We took a shared taxi out to Qalqilya and were surprised to be stopped at another checkpoint, this time manned by three armed Palestinian men, one in uniform, two in civilian clothes. Clearly PA men. The one in uniform opened the door of the taxi and asked for passes. Me and my friend went to get our passports out but the man said in English 'No, just the Arabs'. I was shocked at this and one of the guys in the back of the taxis was clearly put out as well. 'Just like the Israelis' he said in arabic after we had driven off. I couldn't help agreeing.

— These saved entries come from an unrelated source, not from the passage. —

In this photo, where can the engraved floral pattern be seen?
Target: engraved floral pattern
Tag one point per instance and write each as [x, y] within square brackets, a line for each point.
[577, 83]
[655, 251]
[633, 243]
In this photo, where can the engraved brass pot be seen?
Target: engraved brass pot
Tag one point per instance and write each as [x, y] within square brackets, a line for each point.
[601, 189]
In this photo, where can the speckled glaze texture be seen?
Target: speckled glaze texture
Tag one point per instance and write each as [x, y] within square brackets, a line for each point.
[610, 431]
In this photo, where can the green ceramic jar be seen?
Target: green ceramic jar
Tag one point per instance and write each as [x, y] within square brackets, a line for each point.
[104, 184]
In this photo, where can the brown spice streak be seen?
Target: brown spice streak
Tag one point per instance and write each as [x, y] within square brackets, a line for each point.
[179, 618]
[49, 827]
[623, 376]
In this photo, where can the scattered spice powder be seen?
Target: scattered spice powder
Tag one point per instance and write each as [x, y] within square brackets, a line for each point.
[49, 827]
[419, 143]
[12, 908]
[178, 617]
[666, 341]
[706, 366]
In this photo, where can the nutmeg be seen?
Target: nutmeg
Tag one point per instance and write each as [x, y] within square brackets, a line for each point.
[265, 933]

Qalqilya itself used to be a thriving agricultural town before the Israelis began building their apartheid wall. The town is now totally walled in and cut off from most of its farmland. The wall is designed to steal as much of their land as possible while keeping the population of Israel as ethnically pure as possible (ie keeping the Palestinians on the other side of the wall).

To see a satellite image of how the town looks from space click here


The people here were more suspicious of foreigners. They are right up against the Israeli wall and are subject to persecution by both Israeli forces and their own Palestinan Authority that effectively does the bidding of the Israelis.

This was the last place we visited in the West Bank and it was fitting that our last memory would be the feeling of claustrophobia and oppression, walled in on all sides in a ghetto.